It is expected that he kowtow to journalists that drill him on his alleged or tacit support for the less savory aspects of Russian policy, but of course he won't. He knows that back at home, there's no separation of politics and arts... and while he doesn't get involved in Russian politics in the West, he cannot separate them abroad by distancing himself publically from them, either. It's not impossible that he supports these policies. It's much more likely that he doesn't particularly care; music, his own little art-empire and the people that work for are likely more important. Probably he just thinks that the Western journalists are so ignorant of the situation on the ground in Russia, that it's not worth bothering with them in the first place; they wouldn't understand.

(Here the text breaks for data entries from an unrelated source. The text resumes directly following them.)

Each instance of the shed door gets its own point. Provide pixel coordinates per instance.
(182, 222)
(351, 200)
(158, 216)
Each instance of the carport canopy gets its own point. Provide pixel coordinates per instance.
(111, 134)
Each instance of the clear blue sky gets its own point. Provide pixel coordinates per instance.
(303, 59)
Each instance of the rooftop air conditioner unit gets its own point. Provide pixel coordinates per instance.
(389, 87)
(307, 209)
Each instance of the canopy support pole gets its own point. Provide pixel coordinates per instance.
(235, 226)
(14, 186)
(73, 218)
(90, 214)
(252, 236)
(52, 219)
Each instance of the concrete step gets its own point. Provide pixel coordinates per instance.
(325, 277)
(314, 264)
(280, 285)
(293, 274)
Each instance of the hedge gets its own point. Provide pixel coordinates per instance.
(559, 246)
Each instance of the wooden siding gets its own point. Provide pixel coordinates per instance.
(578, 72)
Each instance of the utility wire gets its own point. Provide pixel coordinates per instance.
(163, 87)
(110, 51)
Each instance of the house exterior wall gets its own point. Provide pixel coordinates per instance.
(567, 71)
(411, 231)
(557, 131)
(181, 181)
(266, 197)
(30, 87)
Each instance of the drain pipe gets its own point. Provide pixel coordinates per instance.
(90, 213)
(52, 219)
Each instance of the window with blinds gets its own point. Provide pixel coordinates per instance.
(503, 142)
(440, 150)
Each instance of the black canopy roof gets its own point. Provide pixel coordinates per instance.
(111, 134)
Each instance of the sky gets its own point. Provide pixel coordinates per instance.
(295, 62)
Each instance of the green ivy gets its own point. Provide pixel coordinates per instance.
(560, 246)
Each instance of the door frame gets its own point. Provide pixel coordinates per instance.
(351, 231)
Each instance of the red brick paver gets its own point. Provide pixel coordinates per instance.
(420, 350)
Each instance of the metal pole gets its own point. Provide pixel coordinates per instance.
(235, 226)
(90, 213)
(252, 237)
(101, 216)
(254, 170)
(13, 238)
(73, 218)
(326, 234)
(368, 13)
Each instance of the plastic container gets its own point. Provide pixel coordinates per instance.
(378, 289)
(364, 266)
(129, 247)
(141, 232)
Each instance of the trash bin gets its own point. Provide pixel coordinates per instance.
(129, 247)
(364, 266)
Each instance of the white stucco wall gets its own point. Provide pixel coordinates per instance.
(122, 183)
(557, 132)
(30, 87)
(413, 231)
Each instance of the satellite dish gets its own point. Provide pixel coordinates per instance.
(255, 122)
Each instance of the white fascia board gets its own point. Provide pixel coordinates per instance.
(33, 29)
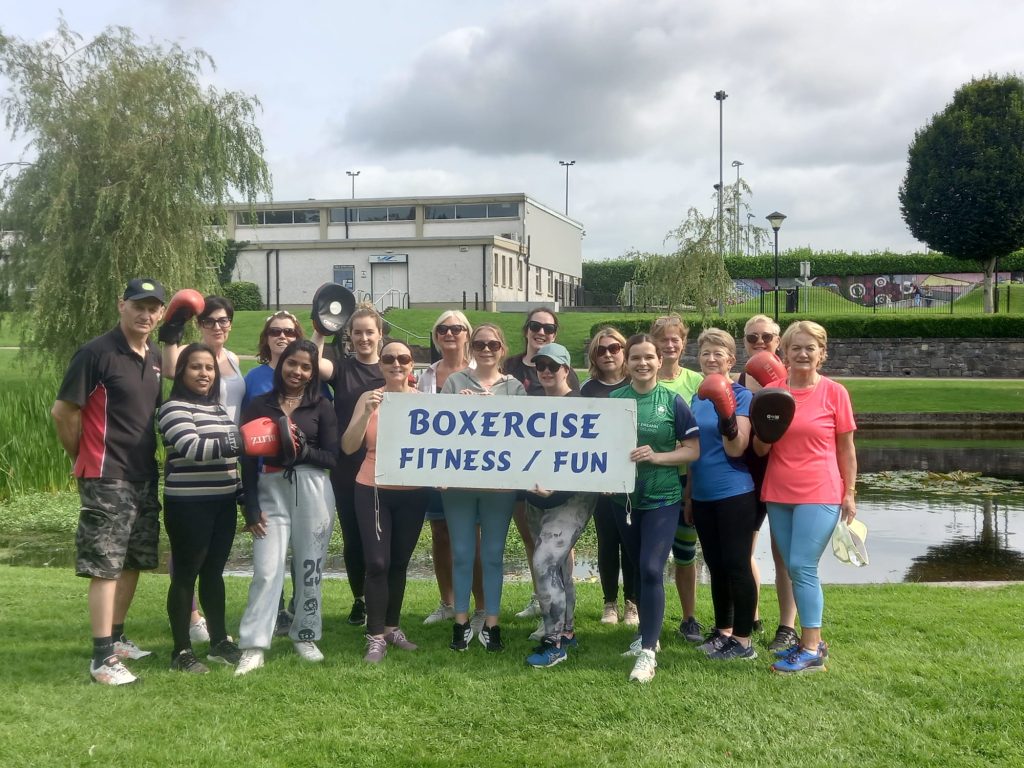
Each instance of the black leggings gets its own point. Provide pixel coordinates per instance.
(610, 552)
(201, 534)
(398, 515)
(343, 482)
(725, 528)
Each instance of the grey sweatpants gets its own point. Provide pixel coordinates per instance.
(555, 532)
(300, 511)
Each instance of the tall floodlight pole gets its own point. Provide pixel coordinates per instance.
(735, 195)
(775, 219)
(568, 164)
(720, 96)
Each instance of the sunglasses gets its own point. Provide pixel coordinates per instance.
(290, 333)
(548, 367)
(494, 345)
(215, 323)
(548, 328)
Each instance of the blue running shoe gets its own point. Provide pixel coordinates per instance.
(800, 662)
(547, 654)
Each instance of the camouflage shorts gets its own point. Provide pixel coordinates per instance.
(118, 526)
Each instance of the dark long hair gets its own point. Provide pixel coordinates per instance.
(178, 389)
(312, 393)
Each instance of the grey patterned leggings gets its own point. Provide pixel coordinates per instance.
(555, 532)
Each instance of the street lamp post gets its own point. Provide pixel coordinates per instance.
(567, 164)
(720, 96)
(775, 219)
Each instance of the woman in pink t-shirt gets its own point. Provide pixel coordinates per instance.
(810, 482)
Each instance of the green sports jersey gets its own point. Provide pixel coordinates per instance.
(663, 420)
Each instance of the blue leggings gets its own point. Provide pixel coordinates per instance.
(648, 540)
(802, 532)
(492, 510)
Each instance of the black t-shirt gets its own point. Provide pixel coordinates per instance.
(119, 392)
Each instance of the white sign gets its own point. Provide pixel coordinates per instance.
(480, 441)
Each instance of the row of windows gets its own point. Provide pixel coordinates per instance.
(355, 214)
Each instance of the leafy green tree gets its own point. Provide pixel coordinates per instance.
(964, 189)
(131, 160)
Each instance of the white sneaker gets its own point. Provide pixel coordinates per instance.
(442, 612)
(308, 650)
(112, 674)
(643, 670)
(198, 632)
(476, 621)
(631, 616)
(531, 610)
(610, 614)
(252, 658)
(637, 645)
(127, 649)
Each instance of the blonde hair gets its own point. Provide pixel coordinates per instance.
(810, 328)
(604, 333)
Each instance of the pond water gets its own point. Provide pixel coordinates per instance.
(922, 526)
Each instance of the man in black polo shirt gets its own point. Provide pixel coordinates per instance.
(104, 420)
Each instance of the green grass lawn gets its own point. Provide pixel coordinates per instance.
(908, 685)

Perhaps he doesn't care that much altogether. It doesn't matter: He's made a scapegoat by the righteous set who are offended that Gergiev considers -- to radically reduce the issue to its essence -- Putin afar more important than them a-near.

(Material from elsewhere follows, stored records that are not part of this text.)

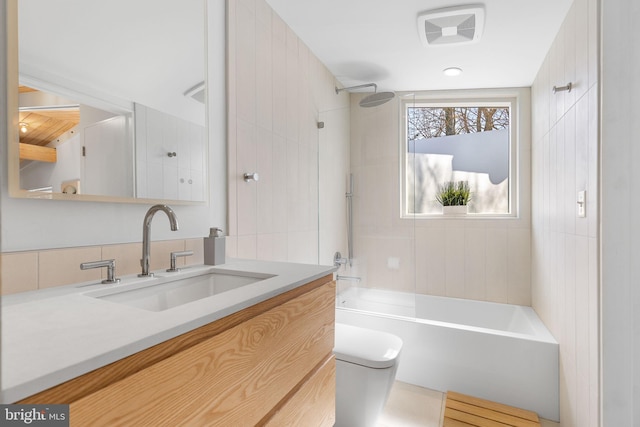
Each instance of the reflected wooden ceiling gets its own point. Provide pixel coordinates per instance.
(44, 126)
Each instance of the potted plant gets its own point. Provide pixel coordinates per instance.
(454, 197)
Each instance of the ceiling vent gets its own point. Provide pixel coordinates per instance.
(451, 25)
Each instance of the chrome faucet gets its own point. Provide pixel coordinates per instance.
(146, 230)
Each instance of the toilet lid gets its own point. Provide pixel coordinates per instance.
(366, 347)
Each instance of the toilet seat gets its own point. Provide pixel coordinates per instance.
(366, 347)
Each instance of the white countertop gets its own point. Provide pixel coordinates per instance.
(53, 335)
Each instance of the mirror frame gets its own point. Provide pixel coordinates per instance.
(13, 136)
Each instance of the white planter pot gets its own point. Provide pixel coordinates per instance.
(454, 210)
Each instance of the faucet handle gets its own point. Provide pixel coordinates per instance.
(111, 269)
(174, 256)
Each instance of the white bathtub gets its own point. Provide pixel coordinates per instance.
(499, 352)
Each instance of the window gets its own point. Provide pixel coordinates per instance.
(454, 140)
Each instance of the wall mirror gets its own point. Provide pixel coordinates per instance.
(111, 103)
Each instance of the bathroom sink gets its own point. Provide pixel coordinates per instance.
(173, 293)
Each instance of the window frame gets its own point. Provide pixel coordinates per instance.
(510, 98)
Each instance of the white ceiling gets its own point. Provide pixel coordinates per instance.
(377, 41)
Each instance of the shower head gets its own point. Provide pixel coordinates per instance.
(372, 100)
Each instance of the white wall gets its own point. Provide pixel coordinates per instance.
(277, 92)
(565, 247)
(620, 205)
(41, 224)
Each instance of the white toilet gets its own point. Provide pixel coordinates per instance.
(366, 365)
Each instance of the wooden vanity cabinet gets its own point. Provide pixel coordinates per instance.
(270, 364)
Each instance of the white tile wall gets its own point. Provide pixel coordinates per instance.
(564, 247)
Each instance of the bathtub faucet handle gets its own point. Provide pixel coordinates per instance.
(338, 260)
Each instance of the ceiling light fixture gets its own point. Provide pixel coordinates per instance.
(452, 71)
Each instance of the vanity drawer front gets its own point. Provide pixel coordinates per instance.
(314, 404)
(239, 377)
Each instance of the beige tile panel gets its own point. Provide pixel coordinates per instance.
(18, 272)
(62, 266)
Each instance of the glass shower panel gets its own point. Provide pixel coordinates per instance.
(376, 243)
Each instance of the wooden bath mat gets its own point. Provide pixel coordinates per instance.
(465, 411)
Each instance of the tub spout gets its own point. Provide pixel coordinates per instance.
(146, 231)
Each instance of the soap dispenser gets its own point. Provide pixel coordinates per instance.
(214, 247)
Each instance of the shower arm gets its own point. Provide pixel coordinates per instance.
(375, 87)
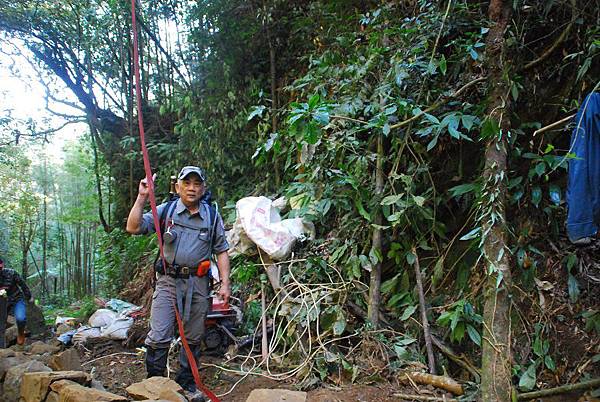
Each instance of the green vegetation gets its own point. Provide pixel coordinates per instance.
(404, 130)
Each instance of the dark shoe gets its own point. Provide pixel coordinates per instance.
(156, 361)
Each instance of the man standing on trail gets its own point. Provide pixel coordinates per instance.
(12, 290)
(193, 232)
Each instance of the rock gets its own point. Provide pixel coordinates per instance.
(97, 385)
(70, 391)
(6, 364)
(156, 388)
(65, 361)
(4, 353)
(63, 328)
(276, 395)
(39, 348)
(13, 379)
(34, 386)
(52, 397)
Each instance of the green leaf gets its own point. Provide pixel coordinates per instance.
(432, 118)
(549, 362)
(409, 311)
(256, 111)
(386, 129)
(361, 210)
(313, 101)
(537, 347)
(490, 128)
(468, 121)
(473, 53)
(443, 66)
(401, 352)
(340, 324)
(321, 117)
(554, 192)
(540, 169)
(528, 378)
(458, 333)
(454, 132)
(432, 143)
(391, 199)
(472, 234)
(410, 258)
(462, 189)
(474, 335)
(418, 200)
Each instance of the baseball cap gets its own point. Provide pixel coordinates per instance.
(191, 169)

Other, more sensitive and sensible journalists don't hone in as much on the political aspect - even if they are bothered by Gergiev's refusal to outright condemn Russian laws like the one that banned 'propagation of non-traditional forms of lifestyle', which hits close to home to many classical music journalists in Munich and beyond. (Not that it is in the least his job to comment on Russian policy, even if he's perceived a friend of some of Russia's powerful political leaders.) They are worried that Gergiev simply isn't all that great for the orchestra or the orchestra not that great with him; that his mastery of the Germanic core repertoire is not nearly at the level of the music he excels in. That the concerts are boring, thick-textured, under-rehearsed. That his leadership style, while it can be inspiring in the short run, is exhausting in the medium- and long-term. That's a good point; it's a point I tend to agree with. If Gergiev produced musical results akin to those of K.Petrenko, I don't think we would be having this discussion, even if he were Putin's backrub-buddy or if they played bridge with Bashar al-Assad and Recep Erdoğan. Still, for the Munich Philharmonic it is -- even for all the cynical and psychologically unhealthy aspects that are part of it -- probably a net benefit to have Gergiev at the head of the orchestra. And that's the point, apart from sharing the news, I am making in this piece for Forbes on which I hope you might click and better yet: enjoy.

Forbes: Valery Gergiev Stays In Munich, Extends Contract To 2025


Anonymous said...

If I were the Munich Philharmonic Intendant, I would have started discussions with Manfred Honeck.

That said, one positive aspect of Gergiev's tenure in Munich was the establishing of the record label. From what I listened from Gergiev's own Munich recordings, my impression was that they are in the not bad / nothing special category. But the two Celibidache releases were gems.

So please more historical recordings. I have my own Celibidache bucket list - perhaps I will share in a later post - but I would also love releases from the Munich Philharmonic under Kempe, Karl Richter, Jochum, Knappertsbusch, and perhaps other gems hidden in the archives.

jfl said...

Oh, how I would Loooooooooooooooooooooooove to have Honeck at the Munich Phil. I don't suppose it's realistic, but I'm with you all the way on that.

Agree also: re the recordings; have only heard the M2 & B4 so far ("nothing special, not bad" indeed) but am looking forward to the M4 and the archival stuff.

And that Kempe Beethoven set -- apart from the Esoteric SACD release -- hasn't gotten much love, either... perhaps they can bring that out.